Where did Durham come from?
Assuming that’s not a poorly-worded geographical question, they rose after positively beating Lancashire.
Lancs have foolishly allowed The Great Neil Wagner to slip from their grasp and so frankly deserve everything they get. Keaton Jennings was at the centre of Durham’s successful fourth innings chase of 247. He is having a nice season.
Middlesex beat Somerset
James Fuller’s 93 batting at ten stands out as the defining contribution from this match.
Somerset beat Nottinghamshire
Remember when Nottinghamshire were good? They were 196-0 batting first and lost. How? A Marcus Trescothick double hundred, partly.
Surrey beat Hampshire
Remember when Surrey were rubbish? Everyone made a hundred and then one of those centurions, Gareth Batty, took a bunch of wickets.
A couple of draws
Not even going to mention which sides were involved. Can’t be bothered typing it out. All we’ll say is that they were good matches for Adams, with Wheater and Lyth both making double hundreds.
We had a first look at James Vince in Test cricket and weren’t much impressed – but we did add the proviso that we don’t ascribe much value to debut performances anyway. We’ve had a few more looks now and we’re still not particularly impressed.
We generally find people’s decisiveness about relatively new players unsavoury and hasty, so let’s just say that we’re politely awaiting an innings that will persuade us of his worth. We hope it arrives. Don’t keep us waiting too long, Jim.

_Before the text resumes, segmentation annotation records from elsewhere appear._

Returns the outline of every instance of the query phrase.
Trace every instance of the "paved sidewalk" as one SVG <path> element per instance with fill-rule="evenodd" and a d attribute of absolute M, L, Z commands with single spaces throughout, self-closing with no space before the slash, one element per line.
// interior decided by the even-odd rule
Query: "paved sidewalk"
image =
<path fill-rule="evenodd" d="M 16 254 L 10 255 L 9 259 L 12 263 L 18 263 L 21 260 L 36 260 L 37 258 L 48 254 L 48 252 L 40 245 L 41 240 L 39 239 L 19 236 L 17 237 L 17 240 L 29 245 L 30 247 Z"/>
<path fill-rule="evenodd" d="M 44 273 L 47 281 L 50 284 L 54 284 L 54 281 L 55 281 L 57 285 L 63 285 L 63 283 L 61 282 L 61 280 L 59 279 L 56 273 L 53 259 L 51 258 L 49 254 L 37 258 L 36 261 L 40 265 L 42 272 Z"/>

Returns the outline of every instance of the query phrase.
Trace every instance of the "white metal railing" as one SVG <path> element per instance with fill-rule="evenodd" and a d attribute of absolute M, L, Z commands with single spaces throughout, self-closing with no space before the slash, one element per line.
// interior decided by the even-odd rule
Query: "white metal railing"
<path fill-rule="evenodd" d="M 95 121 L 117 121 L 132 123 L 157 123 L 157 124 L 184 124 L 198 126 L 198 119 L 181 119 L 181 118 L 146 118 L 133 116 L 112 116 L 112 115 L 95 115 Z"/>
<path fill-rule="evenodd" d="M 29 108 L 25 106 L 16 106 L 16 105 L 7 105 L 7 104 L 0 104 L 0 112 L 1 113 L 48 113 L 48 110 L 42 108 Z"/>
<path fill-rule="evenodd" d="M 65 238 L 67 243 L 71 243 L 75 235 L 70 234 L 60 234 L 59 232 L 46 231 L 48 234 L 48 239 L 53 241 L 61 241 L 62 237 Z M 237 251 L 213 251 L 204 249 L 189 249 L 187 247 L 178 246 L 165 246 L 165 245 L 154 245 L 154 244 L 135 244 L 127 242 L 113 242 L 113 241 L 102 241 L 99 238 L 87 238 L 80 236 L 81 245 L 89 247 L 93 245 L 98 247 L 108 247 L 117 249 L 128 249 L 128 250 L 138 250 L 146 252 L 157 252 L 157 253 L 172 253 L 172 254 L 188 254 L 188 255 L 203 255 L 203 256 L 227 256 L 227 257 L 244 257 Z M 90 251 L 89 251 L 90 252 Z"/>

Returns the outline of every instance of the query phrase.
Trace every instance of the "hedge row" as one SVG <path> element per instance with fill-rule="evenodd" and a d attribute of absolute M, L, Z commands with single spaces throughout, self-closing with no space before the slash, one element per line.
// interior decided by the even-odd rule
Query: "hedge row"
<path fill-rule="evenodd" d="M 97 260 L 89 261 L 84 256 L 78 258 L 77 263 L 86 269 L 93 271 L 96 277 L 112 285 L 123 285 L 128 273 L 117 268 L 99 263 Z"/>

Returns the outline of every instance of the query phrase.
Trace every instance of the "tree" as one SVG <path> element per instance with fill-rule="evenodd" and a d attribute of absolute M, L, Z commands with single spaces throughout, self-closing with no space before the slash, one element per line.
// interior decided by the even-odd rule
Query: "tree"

So with our non-judging position established, this is nevertheless the situation as it stands. After five innings – which is very few – Vince is averaging 14 in Test cricket. More worryingly, this fits a trend where he seems to average less in higher standards of cricket.

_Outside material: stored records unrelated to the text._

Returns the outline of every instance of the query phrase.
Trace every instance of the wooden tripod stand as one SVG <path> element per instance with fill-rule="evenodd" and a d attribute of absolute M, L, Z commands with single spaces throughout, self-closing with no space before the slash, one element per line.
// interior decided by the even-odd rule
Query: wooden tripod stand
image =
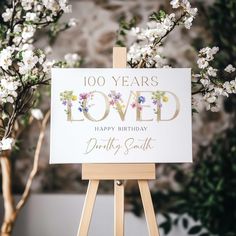
<path fill-rule="evenodd" d="M 113 48 L 113 67 L 126 67 L 126 48 Z M 148 180 L 156 178 L 155 164 L 82 164 L 82 179 L 89 180 L 77 236 L 87 236 L 100 180 L 114 180 L 114 235 L 124 235 L 124 184 L 137 180 L 150 236 L 159 236 Z"/>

In 2013, Vince averaged 64 in first-class cricket. Very impressive. In 2014, he averaged 61. In both of those seasons, he was playing in the second division.
In large part thanks to those 2014 performances, Hampshire were promoted. Last season Vince averaged 33 in first-class cricket.
To be fair to him, this year he’s averaging near enough 40 in the first division (although he’s only actually passed 50 the once).
Moral of the story? How about three?
The first and second divisions of the County Championship are different standards of cricket
Batting averages only tell you what’s already happened, not what’s to come
Does this make it the most resultsive week yet? Is this as much winnery and lossery as we’ve had? Has the staggering impact on the County Championship table bespoilt our internal dictionary?
Middlesex beat Yorkshire
This was the big result. Middlesex’s wise decision to finally play a match outside the South-East led to only their second non-draw of the season. Even better for them, they were the non-losers.
A Gary Ballance hundred for Yorkshire was matched by one from South African vessel, the SS Eskinazi, while James Franklin made 99. You rather suspect that Franklin got out deliberately because he still clings to the belief that he’s primarily a bowler.
After that came the important stuff as Yorkshire were bowled out for just 167 in their second innings. Who did the damage? Everyone. Tim Murtagh, Steven Finn, Toblerone Jones and Ollie Rayner shared the ten wickets out as evenly as could be expected considering there were four of them.
Middlesex are now top of the table, having won one game more than Hampshire, who are bottom.
Which means they’re second. Haseeb Hameed – who is just desperate for people to get his name wrong somehow – made another hundred, while pretty much every single Nottinghamshire player made between 40 and 70 runs.
The Great Neil Wagner put a proper shift in.
Durham drew with Hampshire
Another Keaton Jennings hundred, plus some other stuff.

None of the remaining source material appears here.